Es freut mich natürlich, dass Sie diese Klima Arena so nah bei Ihrem Stadion haben entstehen lassen, sodass sich die Besucherzahl vielleicht proportional zu den Gästen bei den Fußballspielen entwickeln wird. Auf jeden Fall werden viele Menschen zu diesem Erlebnisort kommen, die vielleicht sonst gar nicht darauf kämen, sich einmal mit den Fragen des Klimaschutzes so intensiv zu beschäftigen.

Herr Kretschmann hat es gesagt: In diesem Jahr haben wir von der Wissenschaft noch einmal aufrüttelnde Nachrichten bekommen, dass der Klimawandel schneller stattzufinden scheint, als wir das vielleicht noch vor ein paar Jahren gedacht haben.
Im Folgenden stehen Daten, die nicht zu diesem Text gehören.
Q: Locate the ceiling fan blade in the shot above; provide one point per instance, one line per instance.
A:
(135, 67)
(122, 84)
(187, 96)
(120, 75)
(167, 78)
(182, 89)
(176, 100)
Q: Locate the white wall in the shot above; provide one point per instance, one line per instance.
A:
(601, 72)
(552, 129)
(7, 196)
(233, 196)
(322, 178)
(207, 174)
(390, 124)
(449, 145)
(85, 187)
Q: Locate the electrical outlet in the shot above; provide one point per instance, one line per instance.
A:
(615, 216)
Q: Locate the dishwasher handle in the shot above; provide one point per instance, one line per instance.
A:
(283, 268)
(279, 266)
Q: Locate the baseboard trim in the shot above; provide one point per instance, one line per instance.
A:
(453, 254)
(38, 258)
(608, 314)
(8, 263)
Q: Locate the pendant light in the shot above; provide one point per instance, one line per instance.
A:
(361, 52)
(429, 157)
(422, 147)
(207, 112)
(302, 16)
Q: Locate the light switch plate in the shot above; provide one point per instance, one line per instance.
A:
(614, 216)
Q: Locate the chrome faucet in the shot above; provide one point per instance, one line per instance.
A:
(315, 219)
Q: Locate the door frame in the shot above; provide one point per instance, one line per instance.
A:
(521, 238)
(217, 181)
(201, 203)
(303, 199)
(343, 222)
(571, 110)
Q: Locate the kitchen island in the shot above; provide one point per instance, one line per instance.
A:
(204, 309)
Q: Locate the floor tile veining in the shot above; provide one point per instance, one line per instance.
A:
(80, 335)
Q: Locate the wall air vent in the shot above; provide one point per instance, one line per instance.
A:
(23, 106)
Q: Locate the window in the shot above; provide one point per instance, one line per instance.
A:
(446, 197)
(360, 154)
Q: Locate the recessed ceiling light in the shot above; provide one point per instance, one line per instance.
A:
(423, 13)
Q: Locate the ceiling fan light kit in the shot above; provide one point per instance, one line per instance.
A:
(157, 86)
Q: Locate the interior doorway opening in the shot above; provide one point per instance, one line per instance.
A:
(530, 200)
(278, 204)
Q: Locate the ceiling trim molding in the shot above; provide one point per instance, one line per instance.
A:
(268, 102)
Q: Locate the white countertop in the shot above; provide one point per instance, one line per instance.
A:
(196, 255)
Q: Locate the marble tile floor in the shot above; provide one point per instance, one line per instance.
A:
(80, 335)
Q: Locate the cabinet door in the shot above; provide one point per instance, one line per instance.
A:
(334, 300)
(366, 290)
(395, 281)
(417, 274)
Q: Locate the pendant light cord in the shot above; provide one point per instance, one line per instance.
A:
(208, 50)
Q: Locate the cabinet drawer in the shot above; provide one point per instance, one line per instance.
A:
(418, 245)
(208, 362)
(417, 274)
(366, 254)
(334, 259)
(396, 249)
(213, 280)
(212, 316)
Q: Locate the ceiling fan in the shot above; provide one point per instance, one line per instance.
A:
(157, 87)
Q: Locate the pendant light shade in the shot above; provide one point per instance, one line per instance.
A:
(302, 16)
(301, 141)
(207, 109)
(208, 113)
Umso wichtiger ist es natürlich, dass die Politik die Rahmenbedingungen setzt, in denen klimafreundliches Leben und klimafreundliches Wirtschaften überhaupt möglich sind.

Wir sind insgesamt verpflichtet – schon allein aufgrund der Nachhaltigkeitsziele der Vereinten Nationen, die bis 2030 gelten –, unser gesamtes Leben auf Nachhaltigkeit auszurichten; das heißt, nicht nur im Bereich des Klimaschutzes, sondern überall sehr viel stärker in Kreisläufen zu denken, um auch den Kindern und Enkeln ein lebenswertes Dasein auf unserem Planeten zu ermöglichen.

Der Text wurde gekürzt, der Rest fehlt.